The arrow pointed at a fallow cornfield. At its edge, Frances knelt before a calf-high stone house. It was a replica of the single-story homes in the distance. Carved above its small front door were characters that read
SHRINE TO THE EMPEROR OF THE SOIL
. “I’ve never seen one of these,” she said. “I thought they had all been smashed during the Cultural Revolution.”

I hadn’t seen any around Wasteland, either. The shrine was a relic that would have been targeted by Red Guards bent on destroying “old customs, culture, habits, and ideas.”

Frances looked around at the empty plain and said, “Maybe the Red Guards never made it out here.”

Who had? We walked on, toward the village, expecting a fence or a ticket taker, or at least an auntie selling postcards and socks. The only sound was a barking German shepherd chained in a courtyard. Its owner emerged from his house, asking to whose family we belonged.

“We’re looking for the Jin dynasty ruins.”

He pointed across the dirt lane at a chest-high gate standing alone, unattached to a wall or fence. It swung open in the wind. We stepped through, and tried to imagine the palaces of a people who, one thousand years before, ruled much of China.

The Jin (Gold) dynasty was founded in
1115
by a clan of the Jurchen, an equestrian Northeastern tribe skilled in archery and related to the Tungus, a Mongolian race. After pushing their dominion into southern China, the Jurchen moved their capital to present-day Beijing, naming it Zhongdu (Central Capital), and constructing its central chain of lakes. The city’s population grew to one million. The Jin emperor ordered these Northeastern palaces razed in
1157
to show the permanence of the Jurchen migration. Six decades later the Jin fell under a barrage of flaming arrows launched by Mongolian horsemen. Their leader, Genghis Khan, marked every citizen for death; the streets of Zhongdu ran slippery with melted flesh. It would be five centuries before the Jurchen, renamed the Manchu, returned to take the throne.

All that remained of the original palaces were stones marking where building foundations once stood, and—flanked by cottonwoods standing straight as sentries—a carved tablet perched atop a stone tortoise. Facing an empty field, the inscription announced the capital’s name.

At the rear of the site we found a cement slab painted with characters that said the ruins were excavated in
2000
. After nearly nine centuries under the soil, all that remained were stones and the palace footprints, built at a time when Europe was emerging from the Middle Ages, developing the Gothic style, building the Arsenal of Venice, and forming the Knights Templar. The wind and light were strong on the Manchurian plain, and chips of the painted description of the Jurchen court flaked off the slab like sunburned skin.

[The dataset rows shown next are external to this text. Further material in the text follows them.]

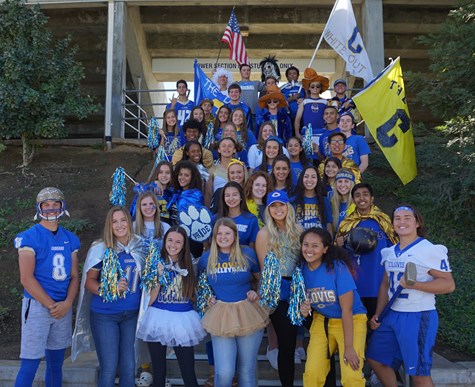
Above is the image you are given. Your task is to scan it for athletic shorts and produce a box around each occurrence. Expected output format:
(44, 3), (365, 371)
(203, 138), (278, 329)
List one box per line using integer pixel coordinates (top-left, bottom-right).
(366, 309), (439, 376)
(20, 297), (73, 359)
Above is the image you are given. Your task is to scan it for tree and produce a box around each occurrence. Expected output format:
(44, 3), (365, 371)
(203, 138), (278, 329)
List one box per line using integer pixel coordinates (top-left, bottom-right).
(0, 0), (99, 167)
(410, 0), (475, 120)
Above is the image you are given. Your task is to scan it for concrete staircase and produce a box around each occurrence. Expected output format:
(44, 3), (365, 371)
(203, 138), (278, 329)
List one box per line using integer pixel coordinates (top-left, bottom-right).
(0, 338), (475, 387)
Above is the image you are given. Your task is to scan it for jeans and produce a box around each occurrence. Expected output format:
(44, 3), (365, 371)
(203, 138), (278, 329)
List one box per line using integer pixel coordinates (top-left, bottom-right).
(91, 310), (138, 387)
(211, 329), (264, 387)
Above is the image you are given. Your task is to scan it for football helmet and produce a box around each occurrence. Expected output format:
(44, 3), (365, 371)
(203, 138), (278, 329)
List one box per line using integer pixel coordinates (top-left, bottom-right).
(34, 187), (69, 222)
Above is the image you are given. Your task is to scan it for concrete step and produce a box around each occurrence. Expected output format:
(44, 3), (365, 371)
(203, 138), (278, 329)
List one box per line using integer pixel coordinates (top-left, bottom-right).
(0, 352), (475, 387)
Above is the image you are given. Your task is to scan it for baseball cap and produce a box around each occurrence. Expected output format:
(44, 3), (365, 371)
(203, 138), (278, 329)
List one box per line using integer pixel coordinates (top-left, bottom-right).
(333, 79), (346, 87)
(267, 190), (289, 206)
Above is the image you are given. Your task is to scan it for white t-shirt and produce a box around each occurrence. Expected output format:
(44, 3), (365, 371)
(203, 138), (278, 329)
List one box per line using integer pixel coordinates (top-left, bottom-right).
(381, 238), (451, 312)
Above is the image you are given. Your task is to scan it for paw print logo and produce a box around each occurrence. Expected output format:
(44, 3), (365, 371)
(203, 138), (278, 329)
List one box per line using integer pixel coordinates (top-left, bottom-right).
(179, 205), (212, 242)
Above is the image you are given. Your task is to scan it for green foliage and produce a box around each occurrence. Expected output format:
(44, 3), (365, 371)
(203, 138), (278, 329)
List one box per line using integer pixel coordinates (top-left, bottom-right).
(406, 0), (475, 119)
(0, 0), (98, 161)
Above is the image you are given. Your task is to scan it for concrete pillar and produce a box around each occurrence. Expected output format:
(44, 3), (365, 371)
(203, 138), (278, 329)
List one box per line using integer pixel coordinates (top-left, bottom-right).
(105, 0), (126, 147)
(361, 0), (385, 140)
(362, 0), (385, 76)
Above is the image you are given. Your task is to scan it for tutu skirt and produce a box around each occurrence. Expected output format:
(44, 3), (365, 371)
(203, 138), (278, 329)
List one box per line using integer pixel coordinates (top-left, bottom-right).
(201, 299), (269, 337)
(137, 306), (206, 347)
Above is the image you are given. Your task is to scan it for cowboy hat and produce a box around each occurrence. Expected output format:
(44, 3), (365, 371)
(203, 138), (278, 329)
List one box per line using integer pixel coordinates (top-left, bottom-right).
(302, 67), (330, 93)
(257, 85), (287, 109)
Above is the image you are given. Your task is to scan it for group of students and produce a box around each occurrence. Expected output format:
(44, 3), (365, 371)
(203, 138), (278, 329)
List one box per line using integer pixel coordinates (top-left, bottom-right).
(15, 63), (455, 387)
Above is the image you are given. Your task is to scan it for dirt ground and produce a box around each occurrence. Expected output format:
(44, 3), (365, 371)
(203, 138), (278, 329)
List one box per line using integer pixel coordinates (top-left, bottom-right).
(0, 145), (153, 359)
(0, 145), (475, 361)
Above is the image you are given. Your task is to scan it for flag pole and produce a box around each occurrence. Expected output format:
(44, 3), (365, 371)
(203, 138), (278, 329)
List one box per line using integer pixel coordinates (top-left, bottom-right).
(214, 5), (236, 69)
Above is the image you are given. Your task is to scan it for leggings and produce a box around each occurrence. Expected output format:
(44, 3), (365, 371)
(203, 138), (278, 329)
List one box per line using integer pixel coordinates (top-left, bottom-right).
(147, 342), (198, 387)
(270, 300), (298, 387)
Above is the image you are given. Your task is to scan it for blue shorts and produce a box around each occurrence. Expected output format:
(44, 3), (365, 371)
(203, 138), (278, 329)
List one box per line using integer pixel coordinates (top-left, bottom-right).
(366, 309), (439, 376)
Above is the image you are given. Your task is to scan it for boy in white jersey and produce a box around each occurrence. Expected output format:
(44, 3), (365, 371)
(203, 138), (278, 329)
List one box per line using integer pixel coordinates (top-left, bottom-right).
(366, 205), (455, 387)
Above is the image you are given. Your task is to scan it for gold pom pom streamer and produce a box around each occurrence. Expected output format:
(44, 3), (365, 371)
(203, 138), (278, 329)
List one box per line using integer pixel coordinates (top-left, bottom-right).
(140, 240), (170, 291)
(259, 251), (282, 309)
(196, 271), (214, 317)
(99, 247), (128, 302)
(287, 267), (307, 326)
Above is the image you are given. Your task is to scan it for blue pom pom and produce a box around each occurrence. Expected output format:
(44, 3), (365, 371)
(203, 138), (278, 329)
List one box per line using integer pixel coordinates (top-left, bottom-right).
(287, 267), (306, 326)
(109, 167), (127, 206)
(147, 117), (160, 150)
(259, 251), (282, 309)
(196, 271), (214, 317)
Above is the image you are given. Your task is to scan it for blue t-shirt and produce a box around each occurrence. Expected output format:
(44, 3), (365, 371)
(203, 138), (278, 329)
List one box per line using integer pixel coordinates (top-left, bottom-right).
(91, 251), (141, 314)
(165, 100), (195, 129)
(291, 196), (333, 230)
(14, 223), (80, 301)
(198, 246), (261, 302)
(343, 134), (371, 166)
(152, 270), (193, 312)
(280, 82), (305, 118)
(302, 262), (366, 318)
(290, 161), (303, 188)
(318, 128), (340, 157)
(353, 219), (392, 297)
(302, 98), (327, 128)
(226, 101), (255, 132)
(213, 212), (259, 246)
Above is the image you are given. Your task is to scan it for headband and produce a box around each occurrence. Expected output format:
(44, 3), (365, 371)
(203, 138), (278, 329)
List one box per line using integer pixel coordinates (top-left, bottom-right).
(393, 206), (414, 214)
(335, 171), (355, 183)
(228, 159), (246, 171)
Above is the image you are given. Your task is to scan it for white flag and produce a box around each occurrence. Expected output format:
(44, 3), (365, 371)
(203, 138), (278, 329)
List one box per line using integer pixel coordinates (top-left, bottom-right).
(323, 0), (373, 83)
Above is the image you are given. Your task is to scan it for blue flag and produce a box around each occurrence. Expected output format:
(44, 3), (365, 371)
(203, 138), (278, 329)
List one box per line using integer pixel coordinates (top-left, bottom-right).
(194, 59), (231, 114)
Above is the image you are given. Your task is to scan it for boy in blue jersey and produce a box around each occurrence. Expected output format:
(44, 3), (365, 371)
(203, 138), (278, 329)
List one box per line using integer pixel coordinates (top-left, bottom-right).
(336, 183), (397, 319)
(15, 187), (79, 387)
(226, 83), (255, 134)
(280, 66), (305, 135)
(166, 79), (195, 129)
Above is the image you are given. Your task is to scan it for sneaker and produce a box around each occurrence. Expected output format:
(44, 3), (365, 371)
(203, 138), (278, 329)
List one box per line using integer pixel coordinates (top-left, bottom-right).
(266, 347), (279, 370)
(295, 347), (307, 360)
(294, 350), (302, 364)
(369, 372), (383, 387)
(135, 371), (153, 387)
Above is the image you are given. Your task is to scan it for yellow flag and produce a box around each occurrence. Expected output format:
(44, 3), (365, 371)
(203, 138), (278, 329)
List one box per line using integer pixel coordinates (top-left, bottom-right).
(353, 57), (417, 185)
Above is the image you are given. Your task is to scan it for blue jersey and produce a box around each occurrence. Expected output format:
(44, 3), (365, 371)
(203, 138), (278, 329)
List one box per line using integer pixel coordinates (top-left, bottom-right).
(198, 246), (260, 302)
(302, 98), (327, 128)
(292, 196), (333, 230)
(353, 219), (392, 297)
(226, 101), (254, 132)
(91, 251), (141, 314)
(343, 134), (371, 166)
(166, 100), (195, 129)
(15, 224), (80, 301)
(280, 82), (305, 118)
(318, 128), (340, 157)
(213, 212), (259, 246)
(302, 262), (366, 318)
(152, 270), (193, 312)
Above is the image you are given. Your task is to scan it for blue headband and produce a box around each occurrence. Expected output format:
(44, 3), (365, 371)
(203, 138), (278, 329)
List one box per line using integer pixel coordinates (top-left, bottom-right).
(393, 206), (414, 214)
(335, 171), (355, 183)
(267, 136), (283, 145)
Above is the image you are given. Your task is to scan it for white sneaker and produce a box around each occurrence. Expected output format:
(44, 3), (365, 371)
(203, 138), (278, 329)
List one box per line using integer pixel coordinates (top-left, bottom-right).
(295, 347), (307, 360)
(135, 371), (153, 387)
(266, 347), (279, 370)
(294, 350), (302, 364)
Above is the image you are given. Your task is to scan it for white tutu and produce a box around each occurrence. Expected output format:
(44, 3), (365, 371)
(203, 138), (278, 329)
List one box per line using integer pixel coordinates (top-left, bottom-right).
(137, 306), (206, 347)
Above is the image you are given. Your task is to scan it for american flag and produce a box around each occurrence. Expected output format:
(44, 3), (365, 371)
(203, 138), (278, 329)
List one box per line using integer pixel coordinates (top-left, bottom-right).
(221, 9), (249, 65)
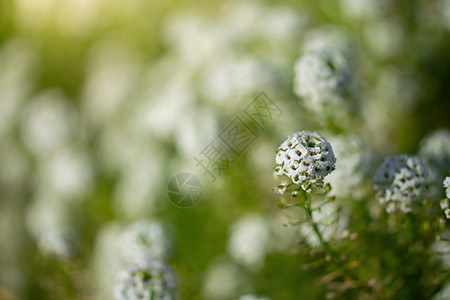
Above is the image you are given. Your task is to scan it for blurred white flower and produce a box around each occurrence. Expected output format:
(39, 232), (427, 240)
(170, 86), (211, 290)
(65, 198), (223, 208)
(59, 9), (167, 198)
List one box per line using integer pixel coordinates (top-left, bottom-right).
(227, 214), (271, 270)
(362, 19), (404, 59)
(294, 49), (351, 112)
(163, 12), (237, 69)
(325, 137), (371, 199)
(35, 147), (94, 200)
(0, 138), (30, 191)
(238, 295), (270, 300)
(25, 193), (76, 258)
(339, 0), (386, 20)
(441, 177), (450, 219)
(119, 220), (172, 264)
(275, 131), (336, 192)
(129, 70), (196, 139)
(81, 40), (140, 127)
(202, 259), (250, 300)
(114, 259), (177, 300)
(374, 155), (428, 213)
(91, 223), (124, 300)
(360, 67), (421, 151)
(22, 90), (78, 156)
(300, 202), (348, 247)
(302, 25), (355, 59)
(199, 57), (279, 111)
(38, 227), (76, 258)
(431, 282), (450, 300)
(419, 129), (450, 199)
(0, 39), (36, 137)
(444, 177), (450, 199)
(25, 192), (70, 240)
(55, 0), (100, 35)
(419, 129), (450, 173)
(113, 146), (165, 218)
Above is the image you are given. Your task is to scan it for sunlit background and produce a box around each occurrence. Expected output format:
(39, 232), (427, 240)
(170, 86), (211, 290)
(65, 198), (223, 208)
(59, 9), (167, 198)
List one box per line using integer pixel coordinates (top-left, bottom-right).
(0, 0), (450, 300)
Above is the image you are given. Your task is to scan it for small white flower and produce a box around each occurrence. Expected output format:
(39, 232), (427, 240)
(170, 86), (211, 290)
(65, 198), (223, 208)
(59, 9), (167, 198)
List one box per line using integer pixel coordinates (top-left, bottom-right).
(119, 221), (171, 263)
(114, 260), (176, 300)
(374, 155), (428, 213)
(294, 49), (351, 106)
(275, 131), (336, 190)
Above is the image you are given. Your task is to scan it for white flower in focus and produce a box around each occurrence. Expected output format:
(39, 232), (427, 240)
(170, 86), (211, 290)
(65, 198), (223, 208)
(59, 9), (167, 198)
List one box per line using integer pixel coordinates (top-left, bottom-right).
(374, 155), (428, 213)
(300, 202), (348, 247)
(119, 221), (171, 264)
(294, 49), (351, 107)
(275, 131), (336, 190)
(114, 260), (176, 300)
(325, 137), (370, 198)
(302, 26), (355, 58)
(227, 214), (271, 270)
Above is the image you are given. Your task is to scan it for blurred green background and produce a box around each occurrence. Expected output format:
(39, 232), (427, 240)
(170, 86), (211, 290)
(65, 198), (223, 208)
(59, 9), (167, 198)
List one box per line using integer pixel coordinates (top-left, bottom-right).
(0, 0), (450, 299)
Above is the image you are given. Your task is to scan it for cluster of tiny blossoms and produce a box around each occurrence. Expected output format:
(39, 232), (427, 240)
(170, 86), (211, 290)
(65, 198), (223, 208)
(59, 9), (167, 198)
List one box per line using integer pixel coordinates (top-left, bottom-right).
(114, 259), (176, 300)
(441, 177), (450, 219)
(374, 155), (428, 213)
(275, 131), (336, 192)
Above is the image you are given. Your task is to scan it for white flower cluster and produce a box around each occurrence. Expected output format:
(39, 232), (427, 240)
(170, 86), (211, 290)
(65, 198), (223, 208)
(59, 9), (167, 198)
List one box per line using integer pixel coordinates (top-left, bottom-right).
(294, 49), (351, 106)
(374, 155), (428, 213)
(441, 177), (450, 219)
(275, 131), (336, 191)
(119, 221), (172, 263)
(114, 260), (176, 300)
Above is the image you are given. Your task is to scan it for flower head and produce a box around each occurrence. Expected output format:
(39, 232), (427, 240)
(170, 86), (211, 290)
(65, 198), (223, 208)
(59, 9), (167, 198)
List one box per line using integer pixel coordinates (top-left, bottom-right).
(275, 131), (336, 191)
(374, 155), (428, 213)
(114, 260), (176, 300)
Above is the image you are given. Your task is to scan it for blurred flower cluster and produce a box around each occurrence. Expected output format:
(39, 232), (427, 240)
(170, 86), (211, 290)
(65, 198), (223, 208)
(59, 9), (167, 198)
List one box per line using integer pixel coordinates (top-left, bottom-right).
(0, 0), (450, 300)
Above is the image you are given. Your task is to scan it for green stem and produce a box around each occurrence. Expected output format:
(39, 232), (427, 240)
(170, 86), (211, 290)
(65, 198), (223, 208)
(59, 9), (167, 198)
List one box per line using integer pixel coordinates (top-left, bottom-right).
(301, 189), (352, 277)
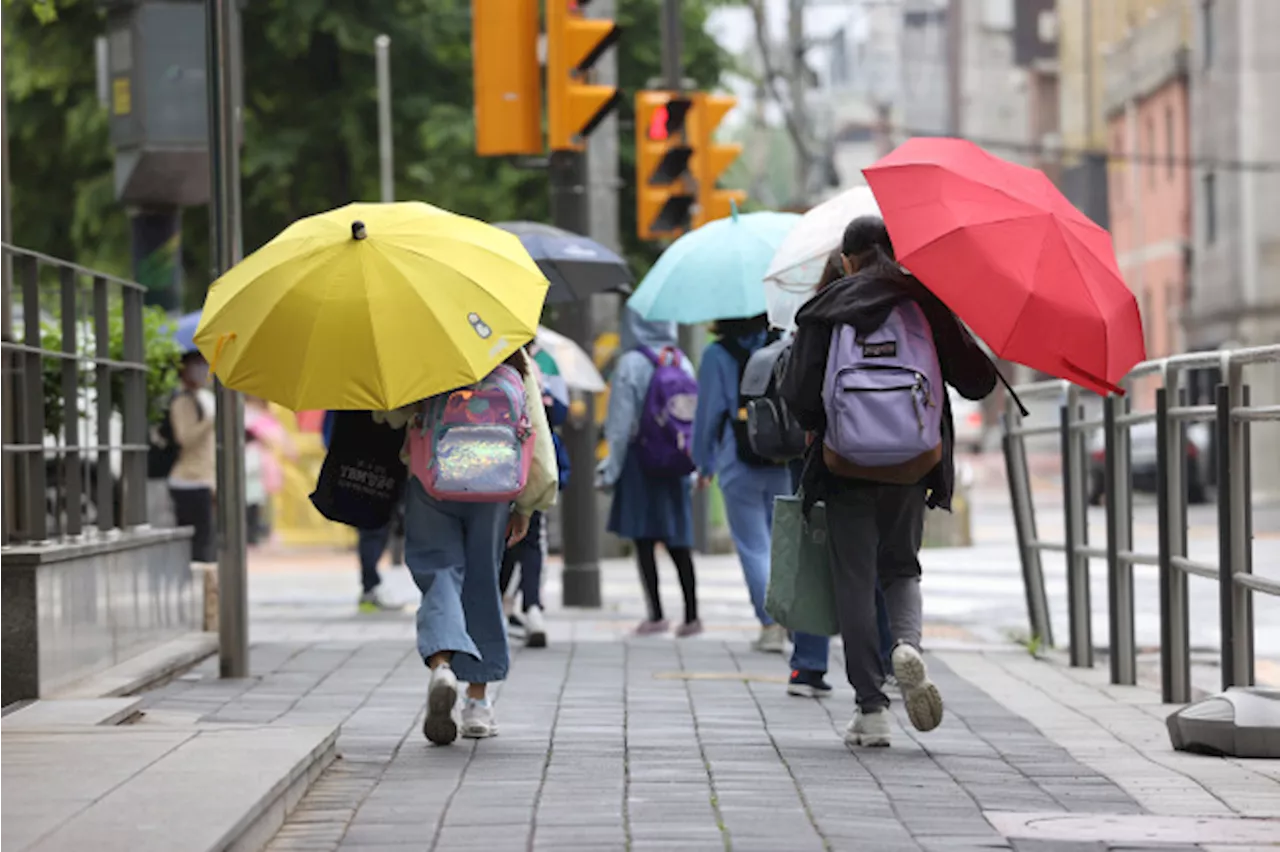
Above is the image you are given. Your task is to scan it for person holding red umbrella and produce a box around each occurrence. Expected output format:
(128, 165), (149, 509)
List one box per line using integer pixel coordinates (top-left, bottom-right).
(780, 216), (997, 746)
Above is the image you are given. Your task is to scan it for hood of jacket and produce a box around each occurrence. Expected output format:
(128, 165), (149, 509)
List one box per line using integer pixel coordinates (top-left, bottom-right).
(796, 269), (932, 334)
(621, 307), (676, 352)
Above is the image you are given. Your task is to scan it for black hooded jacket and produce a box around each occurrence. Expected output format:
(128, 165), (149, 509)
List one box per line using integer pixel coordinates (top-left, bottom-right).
(778, 265), (998, 509)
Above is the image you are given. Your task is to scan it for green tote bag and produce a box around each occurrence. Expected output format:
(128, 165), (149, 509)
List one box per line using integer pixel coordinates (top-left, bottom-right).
(764, 496), (840, 636)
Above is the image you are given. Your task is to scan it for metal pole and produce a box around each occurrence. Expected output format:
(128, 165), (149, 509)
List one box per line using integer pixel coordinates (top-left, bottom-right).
(0, 1), (18, 541)
(549, 151), (602, 608)
(1213, 383), (1247, 690)
(1219, 363), (1253, 687)
(1002, 409), (1053, 647)
(1102, 397), (1138, 686)
(374, 35), (396, 203)
(1156, 386), (1192, 704)
(1060, 388), (1093, 668)
(205, 0), (248, 678)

The last legible sentence said a Jin emperor was entombed a half mile away. The grave was a three-story trapezoidal dirt mound flecked with spindly elms growing aslant from the wind. We descended into a clammy low-ceilinged room to find offerings of plastic pears and apples before a stone crypt: the final resting place of Wanyan Aguda, founder of a dynasty named for gold.